Each line of goods was bought by a specialist on the Committee at the lowest quantity prices; and the result was that the succession of ships leaving the port of Philadelphia was a credit to the generosity of the people of the city and the commonwealth. The Commission delegated one of its members to go to Belgium and personally see that the food actually reached the needy Belgian people.
In September, 1917, word was received from John R. Mott that Bok had been appointed State chairman for the Y. M. C. A. War Work Council for Pennsylvania; that a country-wide campaign for twenty-five million dollars would be launched six weeks hence, and that Pennsylvania's quota was three millions of dollars. He was to set up an organization throughout the State, conduct the drive from Philadelphia, speak at various centres in Pennsylvania, and secure the allocated quota. Bok knew little or nothing about the work of the Y. M. C. A.; he accordingly went to New York headquarters and familiarized himself with the work being done and proposed; and then began to set up his State machinery. The drive came off as scheduled, Pennsylvania doubled its quota, subscribing six instead of three millions of dollars, and of this was collected five million eight hundred and twenty-nine thousand dollars--almost one hundred per cent.
Bok, who was now put on the National War Work Council of the Y. M. C. A. at New York, was asked to take part in the creation of the machinery necessary for the gigantic piece of work that the organization had been called upon by the President of the United States to do. It was a herculean task; practically impossible with any large degree of efficiency in view of the almost insurmountable obstacles to be contended with.
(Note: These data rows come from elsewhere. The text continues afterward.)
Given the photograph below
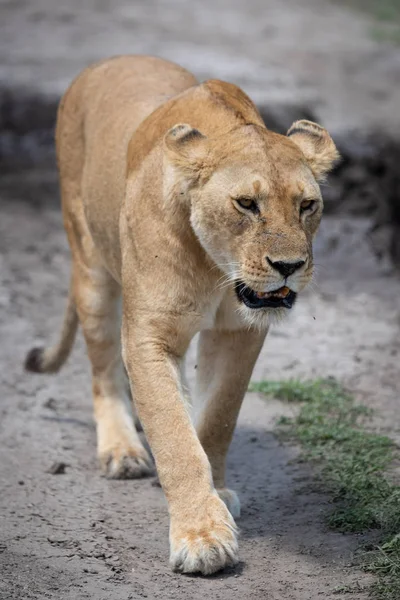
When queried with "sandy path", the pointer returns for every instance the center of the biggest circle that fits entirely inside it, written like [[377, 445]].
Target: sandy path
[[281, 51], [79, 536]]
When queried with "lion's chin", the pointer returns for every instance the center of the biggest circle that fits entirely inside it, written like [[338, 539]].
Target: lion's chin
[[282, 297], [261, 318]]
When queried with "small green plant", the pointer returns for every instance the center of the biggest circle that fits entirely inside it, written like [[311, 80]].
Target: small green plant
[[352, 464]]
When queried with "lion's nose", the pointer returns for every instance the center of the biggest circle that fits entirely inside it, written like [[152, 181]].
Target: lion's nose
[[286, 268]]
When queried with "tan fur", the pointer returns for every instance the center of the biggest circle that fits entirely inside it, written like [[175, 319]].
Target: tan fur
[[152, 170]]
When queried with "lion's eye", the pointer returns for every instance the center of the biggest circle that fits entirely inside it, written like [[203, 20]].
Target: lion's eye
[[307, 205], [247, 204]]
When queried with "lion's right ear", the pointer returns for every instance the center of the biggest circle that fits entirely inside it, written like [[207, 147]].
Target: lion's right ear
[[186, 148], [317, 146]]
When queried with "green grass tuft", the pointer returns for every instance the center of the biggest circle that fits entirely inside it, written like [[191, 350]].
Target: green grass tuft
[[352, 462]]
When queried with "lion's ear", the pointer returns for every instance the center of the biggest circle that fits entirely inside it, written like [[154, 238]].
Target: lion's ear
[[186, 147], [317, 146]]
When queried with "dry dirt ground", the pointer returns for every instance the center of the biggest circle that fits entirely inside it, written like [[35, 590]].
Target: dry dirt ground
[[76, 535], [281, 51]]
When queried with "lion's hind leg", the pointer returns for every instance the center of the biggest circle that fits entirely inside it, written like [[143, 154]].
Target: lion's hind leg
[[120, 451]]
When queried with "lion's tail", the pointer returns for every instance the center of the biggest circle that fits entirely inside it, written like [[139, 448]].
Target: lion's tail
[[50, 360]]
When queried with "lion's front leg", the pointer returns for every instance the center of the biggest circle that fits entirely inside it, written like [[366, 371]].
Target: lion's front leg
[[202, 531], [225, 363]]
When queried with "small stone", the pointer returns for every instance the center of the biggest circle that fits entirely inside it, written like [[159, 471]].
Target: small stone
[[57, 468]]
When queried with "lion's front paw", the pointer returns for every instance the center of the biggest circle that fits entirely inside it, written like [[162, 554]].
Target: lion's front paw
[[207, 544], [230, 498], [126, 462]]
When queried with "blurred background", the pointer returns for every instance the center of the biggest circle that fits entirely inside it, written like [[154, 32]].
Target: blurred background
[[335, 62]]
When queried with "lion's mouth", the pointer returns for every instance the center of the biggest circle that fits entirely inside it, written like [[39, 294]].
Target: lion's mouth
[[280, 298]]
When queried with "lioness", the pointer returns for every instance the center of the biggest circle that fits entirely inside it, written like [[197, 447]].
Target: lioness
[[177, 198]]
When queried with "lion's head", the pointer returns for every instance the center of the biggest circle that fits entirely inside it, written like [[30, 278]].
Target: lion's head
[[255, 206]]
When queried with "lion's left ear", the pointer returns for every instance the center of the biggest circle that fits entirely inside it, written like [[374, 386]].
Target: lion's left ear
[[317, 146], [186, 148]]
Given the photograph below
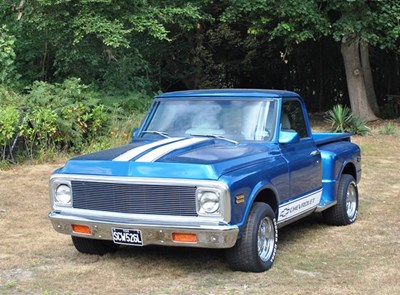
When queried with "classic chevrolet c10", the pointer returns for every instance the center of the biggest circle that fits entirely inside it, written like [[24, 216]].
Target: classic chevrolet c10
[[211, 169]]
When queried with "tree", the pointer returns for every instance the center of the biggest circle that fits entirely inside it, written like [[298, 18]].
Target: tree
[[355, 23], [96, 40]]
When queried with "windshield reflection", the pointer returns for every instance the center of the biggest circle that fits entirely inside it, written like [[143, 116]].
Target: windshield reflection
[[232, 119]]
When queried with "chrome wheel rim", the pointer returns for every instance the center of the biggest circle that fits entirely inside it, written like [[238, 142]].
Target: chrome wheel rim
[[351, 200], [266, 239]]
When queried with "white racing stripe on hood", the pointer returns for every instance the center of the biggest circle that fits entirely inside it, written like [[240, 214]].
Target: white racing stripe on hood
[[141, 149], [166, 149]]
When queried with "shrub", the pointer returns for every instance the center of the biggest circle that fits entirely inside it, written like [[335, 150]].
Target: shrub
[[342, 120], [9, 119], [388, 129], [76, 117]]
But step by step the imperfect machinery was set up, and it began to function in the home camps. Then the overseas work was introduced by the first troops going to France, and the difficulties increased a hundredfold.
But Bok's knowledge of the workings of the government departments at Washington, the war boards, and the other war-work organizations soon convinced him that the Y. M. C. A. was not the only body, asked to set up an organization almost overnight, that was staggering under its load and falling down as often as it was functioning.